Fair-Play

On connaît Tove Jansson (1914-2001) comme l’autrice des Moumines, sympathique famille de trolls-hippopotames occupant une vallée imaginaire. Mais Jansson (finlandaise suédophone) était aussi peintre, écrivaine et féministe. Traduit pour la première fois en français, Fair-Play date de 1989. On y embarque pour une petite île soumise à tous les vents au large d’Helsinki. Femmes et artistes, Jonna et Mari y mènent leur vie dans deux ateliers, séparés par un grenier commun. Vignette après vignette, le livre raconte leur quotidien sororal, monacal -et intranquille, comme la nature qu’elles contemplent depuis leurs fenêtres. Descendre à l’épicerie pour passer un coup de fil, se dire d’un orage qu’on en a jamais eu de si beau, noter sur une feuille de papier ce qu’est le sens de la vie pour pouvoir s’en servir la prochaine fois, « attendre la visite » de Fassbinder dans un fauteuil, ou un autre soir celle d’un vieux western, bourbon et cigarillos à portée de main, prendre la mer sans montre et sans boussole: le dépaysement du livre vient bien sûr de ses saynètes polaires.

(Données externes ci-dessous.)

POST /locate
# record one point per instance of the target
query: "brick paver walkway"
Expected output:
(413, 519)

Mais aussi du caractère irrésistible et énigmatique de ses protagonistes -de leurs dialogues philosophiques au charme fou. Un petit grand livre à la poésie incongrue, qui célèbre avec délicatesse et beaucoup d’ironie le travail, l’amour, la liberté. Et, dans un quotidien à deux, les silences et les espaces vides autant que la nécessité absolue de créer. Fair-Play a l’apparente simplicité et la magie des livres qu’on lit et relit enfant sans en épuiser les mystères.  » Il n’y a pas de silence aussi absolu que celui imposé par l’attente dans le brouillard en pleine mer. » Merveilleusement atypique.

De Tove Jansson, éditions La Peuplade, traduit du suédois par Agneta Ségol, 160 pages.